Blaming usually doesn't fix anything, well aside from making those laying blame feel better.

This is especially the case when the original problem is the result of an incongruence between ideas and things. In other words, when it is the result of the map not lining up well with the terrain when the map is mistaken for the terrain. Here blame uses individuals as a scapegoats while protecting a system of thought and ideals that needs to be revised.

When the need for the revision of a system is continuously ignored, the blind spots that come with the system get larger. Larger blind spots that go unexamined lead to the need for more unfounded blame to be assigned, more scapegoating.

At a certain point, conspiracy theories become very attractive and useful. They create a whole system of power and collusion that try to blame, explain and scapegoat. All of this just to avoid an honest evaluation and revision of a certain system of thought and ideals.

Friday, November 10, 2017

The Last Ditch Positivity of Willing Nothingness


"man would much rather will nothingness than not will..."

Nietzsche from The Genealogy of Morals

When we feel we don't have the power to will anything positive; when we have no values or criteria with which to choose what to will; when we are overwhelmed by the weight of history; when we are over-burdened by flippant criticism; when our ideals and goals are empty and contextless abstractions (which threaten to empty each of us and strip each of us of our context, and thus of our own identity and meaning); when we see ourselves as mere cogs in a machine that in the end will just crush us one way or another, sooner or later; when we have nothing to will and no motivation will to it; when we have nothing to aspire to... we will nothingness.

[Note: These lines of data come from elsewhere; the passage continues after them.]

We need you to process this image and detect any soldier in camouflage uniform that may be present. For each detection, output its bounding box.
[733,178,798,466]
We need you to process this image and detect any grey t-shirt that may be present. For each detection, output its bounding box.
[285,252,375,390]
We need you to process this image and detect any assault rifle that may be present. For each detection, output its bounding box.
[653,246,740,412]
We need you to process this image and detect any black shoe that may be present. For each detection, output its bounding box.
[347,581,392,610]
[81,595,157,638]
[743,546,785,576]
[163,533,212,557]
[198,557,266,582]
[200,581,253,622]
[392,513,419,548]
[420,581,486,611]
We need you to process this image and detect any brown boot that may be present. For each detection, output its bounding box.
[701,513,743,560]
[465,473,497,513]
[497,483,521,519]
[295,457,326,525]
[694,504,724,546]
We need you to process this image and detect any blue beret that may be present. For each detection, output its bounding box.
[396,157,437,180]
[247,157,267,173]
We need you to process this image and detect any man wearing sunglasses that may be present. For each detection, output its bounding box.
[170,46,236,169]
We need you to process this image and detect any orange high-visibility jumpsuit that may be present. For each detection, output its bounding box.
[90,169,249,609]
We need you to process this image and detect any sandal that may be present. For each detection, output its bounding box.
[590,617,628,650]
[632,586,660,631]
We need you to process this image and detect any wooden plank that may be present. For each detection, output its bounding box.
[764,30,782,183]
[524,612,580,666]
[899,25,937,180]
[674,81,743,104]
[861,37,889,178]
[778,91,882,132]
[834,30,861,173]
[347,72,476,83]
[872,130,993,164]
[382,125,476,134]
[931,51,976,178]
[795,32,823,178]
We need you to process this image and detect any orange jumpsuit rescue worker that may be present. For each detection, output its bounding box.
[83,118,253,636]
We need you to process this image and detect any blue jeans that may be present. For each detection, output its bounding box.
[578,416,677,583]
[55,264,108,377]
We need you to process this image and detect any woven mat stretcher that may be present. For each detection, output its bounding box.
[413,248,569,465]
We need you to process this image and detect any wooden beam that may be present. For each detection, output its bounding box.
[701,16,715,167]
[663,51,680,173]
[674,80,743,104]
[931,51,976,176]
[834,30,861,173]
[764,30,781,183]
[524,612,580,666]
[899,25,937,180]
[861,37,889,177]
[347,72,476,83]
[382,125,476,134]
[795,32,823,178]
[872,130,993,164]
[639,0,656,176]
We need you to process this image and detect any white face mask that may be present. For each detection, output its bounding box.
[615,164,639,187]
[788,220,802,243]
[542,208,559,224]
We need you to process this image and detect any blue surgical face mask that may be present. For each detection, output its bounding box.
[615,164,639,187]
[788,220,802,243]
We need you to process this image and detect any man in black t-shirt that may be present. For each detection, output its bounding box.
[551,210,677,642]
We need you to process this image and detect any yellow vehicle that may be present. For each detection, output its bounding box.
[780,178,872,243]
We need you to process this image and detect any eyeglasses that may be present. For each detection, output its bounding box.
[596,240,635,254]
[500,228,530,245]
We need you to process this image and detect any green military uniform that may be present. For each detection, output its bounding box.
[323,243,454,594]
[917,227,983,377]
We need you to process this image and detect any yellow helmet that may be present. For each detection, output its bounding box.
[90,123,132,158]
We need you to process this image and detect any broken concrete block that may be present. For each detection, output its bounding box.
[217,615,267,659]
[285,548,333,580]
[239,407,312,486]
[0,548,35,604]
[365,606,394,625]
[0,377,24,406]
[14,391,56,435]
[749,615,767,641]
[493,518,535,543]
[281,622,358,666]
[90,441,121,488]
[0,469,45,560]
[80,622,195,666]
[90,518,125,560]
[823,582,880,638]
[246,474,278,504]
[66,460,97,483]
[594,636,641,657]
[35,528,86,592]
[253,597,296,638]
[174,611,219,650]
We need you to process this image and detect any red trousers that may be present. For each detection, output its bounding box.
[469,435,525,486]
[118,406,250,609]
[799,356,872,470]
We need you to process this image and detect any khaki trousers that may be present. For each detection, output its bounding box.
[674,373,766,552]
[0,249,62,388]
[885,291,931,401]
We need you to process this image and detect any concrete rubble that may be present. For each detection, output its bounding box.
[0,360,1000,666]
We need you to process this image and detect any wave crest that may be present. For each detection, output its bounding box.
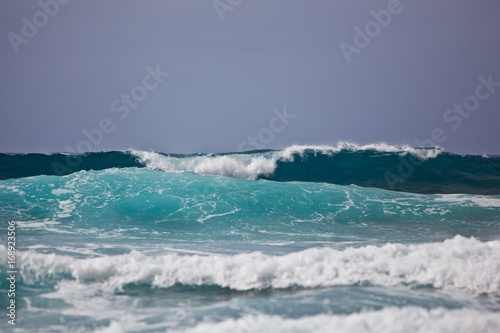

But this is not done out of despair; it is done to escape despair. We will the mindless, superficial and easy because despite having no motivation to will and no reason to will and nothing to will for, we need to will to be. (I think therefore I am? No, I will, therefore I am.)

Much of what is seen as worthwhile is so big it is beyond our ability as individuals to will it in any meaningful way; it will be with or without us. Willing against it is futile; our will, will never win.

The way out is to find something positive to will, but everything is so divided and negative or ethereal... no worse yet: insubstantial. The positive is empty and impersonal; it is abstract and detached. It is out of context while we are still shaped by context. Ideals that are so vacuous, hollow, mist-ified (but not at all mystical), so detached from our everyday life and remote from our lived and felt tradition that thought we may find them attractive, we do not find them grounding or sustainable. We may like them, but we don’t feel secure living by them let alone suffering for them.

But we need to will… So, we will addiction; we will distraction; we will ourselves on to a treadmill and pretend we are moving; we will conflict without ends or a goal; we will self-defeat: we will nothingness. But most importantly, we will. And so we stay; we remain; we tarry on; we linger....

It is like the Nine Inch Nails song says, "I hurt myself today, to see if I still feel." If all else fails, through pain we might know we can still feel.

We will nothingness to keep from passively passing into nothingness. (What? ‘Do not go gently’?) Even if what we will is negative and destructive, at least we are willing. And when we will, we are, and we are struggling to remain at least a bit longer. And the struggle is worth the possibility of bringing on the inevitable end sooner. Why? Because it is better to will a struggle and hasten then end than to remain only passively and end anyway. It is better to will nothingness than to not will at all.